12 characteristics of “All In” Leaders

in Catalyst,leadership,Leadership Rules. 8 Comments

Are you a leader who is “ALL IN?”

I want leaders on my team who are “all in.” Coaches want players who are “all in” on their teams. Every organization out there wants employees and team members who are “all in.”

Being ALL IN as a leader means:

1. You don’t look at the clock, and you’re not punching a time card. Your role is not defined by 9 – 5.

2. You get it done no matter how long it takes. You are “managerless,” meaning no one else has to worry about whether you are getting it done.

3. You realize you are part of something bigger than yourself, and humbly accomplish the goals because of a larger motivation than just you.

4. Giving just the “minimum” amount of effort required to get by without “getting in trouble” doesn’t even cross your mind.

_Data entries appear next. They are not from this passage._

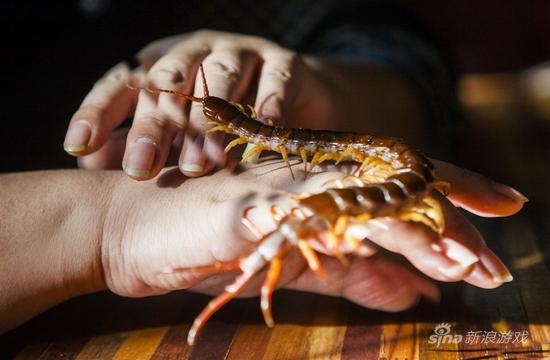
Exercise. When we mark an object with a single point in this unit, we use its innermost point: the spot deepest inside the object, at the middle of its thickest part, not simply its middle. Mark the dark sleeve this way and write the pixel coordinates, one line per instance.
(401, 47)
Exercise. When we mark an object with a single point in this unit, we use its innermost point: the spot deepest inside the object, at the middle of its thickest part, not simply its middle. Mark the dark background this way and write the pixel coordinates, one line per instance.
(52, 52)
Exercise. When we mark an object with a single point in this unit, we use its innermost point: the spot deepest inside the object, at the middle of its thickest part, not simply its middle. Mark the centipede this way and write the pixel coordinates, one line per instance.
(393, 180)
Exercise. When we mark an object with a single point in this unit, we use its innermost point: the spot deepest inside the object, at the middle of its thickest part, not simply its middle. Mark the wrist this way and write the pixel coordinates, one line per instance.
(80, 243)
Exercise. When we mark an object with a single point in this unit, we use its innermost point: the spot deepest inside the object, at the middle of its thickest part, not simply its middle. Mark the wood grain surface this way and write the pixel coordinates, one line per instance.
(501, 140)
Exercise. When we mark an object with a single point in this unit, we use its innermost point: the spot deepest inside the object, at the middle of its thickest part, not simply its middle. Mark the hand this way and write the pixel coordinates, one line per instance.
(288, 87)
(196, 222)
(130, 233)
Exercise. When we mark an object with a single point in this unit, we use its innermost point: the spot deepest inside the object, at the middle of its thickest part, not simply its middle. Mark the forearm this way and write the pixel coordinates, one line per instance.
(50, 238)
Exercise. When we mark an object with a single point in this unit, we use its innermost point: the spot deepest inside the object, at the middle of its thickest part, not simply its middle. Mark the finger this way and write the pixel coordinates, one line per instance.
(229, 73)
(105, 107)
(489, 272)
(376, 283)
(109, 156)
(478, 194)
(275, 93)
(149, 139)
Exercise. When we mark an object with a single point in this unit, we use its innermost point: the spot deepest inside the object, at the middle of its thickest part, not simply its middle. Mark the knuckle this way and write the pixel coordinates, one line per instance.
(92, 112)
(168, 72)
(157, 122)
(223, 68)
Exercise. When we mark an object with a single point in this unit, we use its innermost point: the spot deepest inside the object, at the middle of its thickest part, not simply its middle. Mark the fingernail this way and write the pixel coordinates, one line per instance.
(509, 192)
(193, 160)
(191, 167)
(458, 252)
(142, 156)
(77, 137)
(452, 271)
(496, 268)
(503, 278)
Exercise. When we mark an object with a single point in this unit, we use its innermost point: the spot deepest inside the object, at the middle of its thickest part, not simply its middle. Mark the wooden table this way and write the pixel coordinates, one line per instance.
(501, 141)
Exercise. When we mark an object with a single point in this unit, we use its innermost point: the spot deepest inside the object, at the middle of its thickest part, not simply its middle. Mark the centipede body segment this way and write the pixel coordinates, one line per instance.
(394, 180)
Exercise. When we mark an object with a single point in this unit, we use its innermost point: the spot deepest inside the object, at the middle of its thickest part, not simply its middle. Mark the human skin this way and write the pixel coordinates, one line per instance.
(293, 90)
(72, 232)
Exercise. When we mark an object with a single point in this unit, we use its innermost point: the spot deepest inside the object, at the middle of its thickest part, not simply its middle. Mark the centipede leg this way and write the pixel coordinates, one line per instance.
(311, 258)
(268, 287)
(436, 212)
(344, 154)
(250, 225)
(235, 142)
(318, 158)
(231, 291)
(255, 150)
(303, 155)
(284, 154)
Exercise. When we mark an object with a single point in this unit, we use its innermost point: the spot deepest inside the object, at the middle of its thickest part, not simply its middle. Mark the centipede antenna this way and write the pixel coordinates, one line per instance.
(204, 85)
(167, 91)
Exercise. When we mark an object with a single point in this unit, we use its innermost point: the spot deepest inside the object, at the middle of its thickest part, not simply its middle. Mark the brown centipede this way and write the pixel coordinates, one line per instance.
(394, 180)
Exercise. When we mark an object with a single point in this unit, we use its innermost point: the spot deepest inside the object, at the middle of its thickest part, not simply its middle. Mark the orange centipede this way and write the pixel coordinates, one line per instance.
(394, 180)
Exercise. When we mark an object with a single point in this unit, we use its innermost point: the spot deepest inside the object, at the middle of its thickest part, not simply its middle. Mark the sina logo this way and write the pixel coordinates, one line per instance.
(442, 335)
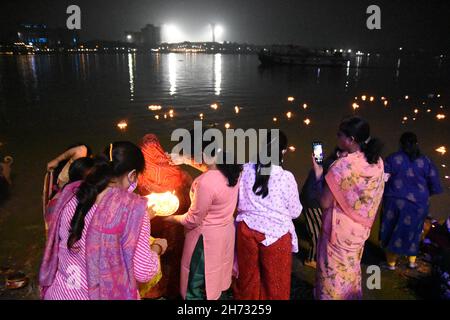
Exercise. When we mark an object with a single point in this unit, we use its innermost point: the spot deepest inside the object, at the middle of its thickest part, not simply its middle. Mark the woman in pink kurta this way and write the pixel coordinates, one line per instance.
(350, 200)
(210, 219)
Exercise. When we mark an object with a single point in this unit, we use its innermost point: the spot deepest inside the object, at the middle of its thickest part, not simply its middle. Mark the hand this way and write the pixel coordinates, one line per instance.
(161, 246)
(341, 154)
(176, 159)
(151, 213)
(318, 169)
(52, 165)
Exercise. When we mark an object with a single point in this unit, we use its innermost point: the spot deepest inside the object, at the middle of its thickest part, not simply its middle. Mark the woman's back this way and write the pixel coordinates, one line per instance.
(71, 280)
(414, 180)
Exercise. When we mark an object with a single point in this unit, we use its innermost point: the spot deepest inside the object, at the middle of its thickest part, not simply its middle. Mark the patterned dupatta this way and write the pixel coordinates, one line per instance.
(110, 244)
(357, 188)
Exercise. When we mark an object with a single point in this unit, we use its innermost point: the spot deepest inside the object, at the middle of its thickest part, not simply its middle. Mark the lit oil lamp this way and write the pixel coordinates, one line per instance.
(163, 204)
(442, 150)
(154, 107)
(122, 125)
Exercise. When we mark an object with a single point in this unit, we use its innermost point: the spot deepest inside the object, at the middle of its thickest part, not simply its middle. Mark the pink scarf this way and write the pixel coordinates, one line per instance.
(110, 244)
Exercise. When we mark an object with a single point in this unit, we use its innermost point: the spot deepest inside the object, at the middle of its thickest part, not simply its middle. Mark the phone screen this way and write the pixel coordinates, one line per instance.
(318, 152)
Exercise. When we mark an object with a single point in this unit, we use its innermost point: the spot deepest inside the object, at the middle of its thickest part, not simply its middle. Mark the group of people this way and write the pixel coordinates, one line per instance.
(234, 227)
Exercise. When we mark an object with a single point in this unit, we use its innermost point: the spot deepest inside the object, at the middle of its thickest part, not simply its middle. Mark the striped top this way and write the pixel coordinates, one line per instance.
(71, 279)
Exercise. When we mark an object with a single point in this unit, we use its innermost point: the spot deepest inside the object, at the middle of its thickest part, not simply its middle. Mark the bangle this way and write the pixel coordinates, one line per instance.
(160, 247)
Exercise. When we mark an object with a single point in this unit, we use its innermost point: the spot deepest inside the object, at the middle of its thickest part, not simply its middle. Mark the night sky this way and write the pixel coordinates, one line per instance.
(317, 23)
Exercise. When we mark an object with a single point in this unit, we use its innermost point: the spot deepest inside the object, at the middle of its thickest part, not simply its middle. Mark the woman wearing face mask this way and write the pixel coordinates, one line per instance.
(351, 193)
(98, 242)
(208, 254)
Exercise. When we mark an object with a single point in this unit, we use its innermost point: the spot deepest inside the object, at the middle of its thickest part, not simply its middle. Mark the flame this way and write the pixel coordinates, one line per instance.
(154, 107)
(122, 125)
(163, 204)
(442, 150)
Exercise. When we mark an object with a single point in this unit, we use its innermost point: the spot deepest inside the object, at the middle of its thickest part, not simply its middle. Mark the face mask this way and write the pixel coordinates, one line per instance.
(133, 185)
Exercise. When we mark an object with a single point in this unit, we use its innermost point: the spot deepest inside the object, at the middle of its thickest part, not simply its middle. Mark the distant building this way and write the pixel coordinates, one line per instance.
(149, 36)
(40, 35)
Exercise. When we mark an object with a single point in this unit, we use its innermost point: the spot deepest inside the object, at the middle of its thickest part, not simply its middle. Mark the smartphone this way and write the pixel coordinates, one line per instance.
(318, 151)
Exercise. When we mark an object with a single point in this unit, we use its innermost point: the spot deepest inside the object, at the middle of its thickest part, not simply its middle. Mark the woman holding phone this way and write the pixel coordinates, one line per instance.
(350, 193)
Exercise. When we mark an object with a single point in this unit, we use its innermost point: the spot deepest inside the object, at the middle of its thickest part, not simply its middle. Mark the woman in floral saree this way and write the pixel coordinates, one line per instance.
(350, 196)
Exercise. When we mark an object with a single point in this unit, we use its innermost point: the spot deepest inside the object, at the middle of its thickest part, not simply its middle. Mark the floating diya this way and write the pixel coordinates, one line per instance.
(442, 150)
(163, 204)
(122, 125)
(154, 107)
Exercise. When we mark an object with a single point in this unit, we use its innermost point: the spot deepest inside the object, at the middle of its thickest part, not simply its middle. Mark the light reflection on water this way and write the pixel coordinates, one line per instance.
(79, 94)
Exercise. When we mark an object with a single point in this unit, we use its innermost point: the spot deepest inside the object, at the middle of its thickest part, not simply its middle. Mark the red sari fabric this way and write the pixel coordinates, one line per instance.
(265, 271)
(161, 176)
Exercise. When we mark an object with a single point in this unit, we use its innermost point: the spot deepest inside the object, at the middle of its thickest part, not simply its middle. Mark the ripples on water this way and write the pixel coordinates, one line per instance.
(83, 97)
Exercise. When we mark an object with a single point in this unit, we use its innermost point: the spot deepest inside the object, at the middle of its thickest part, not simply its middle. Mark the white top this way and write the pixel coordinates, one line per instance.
(273, 214)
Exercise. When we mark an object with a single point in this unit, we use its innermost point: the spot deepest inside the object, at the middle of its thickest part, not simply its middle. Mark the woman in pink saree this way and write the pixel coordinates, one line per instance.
(351, 193)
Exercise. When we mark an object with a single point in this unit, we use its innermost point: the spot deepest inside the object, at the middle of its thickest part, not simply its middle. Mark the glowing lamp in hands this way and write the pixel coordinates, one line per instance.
(163, 204)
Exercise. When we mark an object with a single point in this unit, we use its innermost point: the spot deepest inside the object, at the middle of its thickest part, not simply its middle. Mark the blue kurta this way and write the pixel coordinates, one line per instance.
(406, 201)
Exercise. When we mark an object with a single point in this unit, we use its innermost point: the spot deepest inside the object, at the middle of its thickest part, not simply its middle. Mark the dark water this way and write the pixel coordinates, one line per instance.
(50, 102)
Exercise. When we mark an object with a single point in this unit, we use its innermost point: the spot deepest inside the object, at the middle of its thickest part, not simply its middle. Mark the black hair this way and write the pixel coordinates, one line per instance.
(126, 157)
(63, 163)
(261, 185)
(359, 129)
(231, 171)
(408, 144)
(80, 168)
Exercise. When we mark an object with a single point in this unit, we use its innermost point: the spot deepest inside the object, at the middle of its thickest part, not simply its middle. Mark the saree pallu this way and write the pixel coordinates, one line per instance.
(357, 188)
(160, 175)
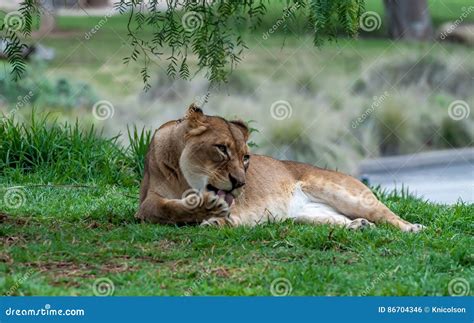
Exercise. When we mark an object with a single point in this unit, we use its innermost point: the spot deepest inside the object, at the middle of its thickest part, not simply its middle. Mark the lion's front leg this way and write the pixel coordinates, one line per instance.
(195, 208)
(231, 221)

5. Your hard work and excellence is done with pure motives. You are not worried about climbing the ladder or impressing anyone.

6. We is much more important than me. If I win, the team wins. If the team wins, I win.

7. You are willing and motivated to improve daily. Getting better at what you do is not a choice, it’s a requirement.

8. You maintain a high standard of excellence because the team/organization/brand demands it. You don’t want to let anyone else down on the team.

9. The vision compels you to greatness. Not the opposite- “your greatness compelling the vision.” Many leaders get this backwards.

10. Your intentions and goals are clear. I know what I’m getting, and I’m never concerned about any alterior motives.

11. You are trustworthy. 100%. Always with no exceptions. I know I can count on you.

12. Constant pursuit of the extraordinary, not ordinary. Constant pursuit of unusual, not usual. Constant pursuit of being the best, not average.

Comments

  1. Jeff says:

    Brad,
    What is your opinion on work life balance?
    Jeff

  2. Jason Vana says:

    Great list of the qualities of all-in leaders, Brad! It’s these kind of people I look for in my ministry. But I’ve seen, too, that leaders need reminding of the vision, purpose, and direction of the organization, as well as development and training, for them to stay all-in leaders.

  3. Scott Marean says:

    I can’t believe your first item is “you don’t look at the clock”. You need to go back and listen to Andy’s “choosing to cheat” series. ;-)

    Otherwise, the rest are fine. ;-) I’m particularly challenged by: Not the opposite- “your greatness compelling the vision.” I need to make sure I’m not guilty of that.

  4. Carl says:

    Brad-
    This is a great post! The sad thing: You realized the need to post this in the first place. “Back in the day”, these traits were the norm, not the exception. I hope all who read this forward this to a colleague who is lacking in some of these areas with the hope the recipient becomes an “all in” leader.

  5. Rebecca says:

    I’m the farthest thing in the world from a leader as a homeschooling mama, but. . .wow. This is a VERY motivational list for what makes a great mom/wife/homemaker, too. Also passing this on to my teenaged sons who have taken on leadership roles in their FIRST robotics group this past year.

  6. Corey says:

    I agree with Scott. Many pastor and lay leader families fall apart because of an inability to say “enough”. Also, most often I have seen the excellence mantra become a prideful, performance based model that relies too much on personal ability and charisma, trying to outdo other churches. How about a desire for holiness above success, truth above pragmatism and a desire to see where He is strong in our weaknesses. Some of these are just fine, but it’s a little too Matt Foley for me….

  7. Burns says:

    Rebecca, I would say you are very much a leader, and a very, very important one at that.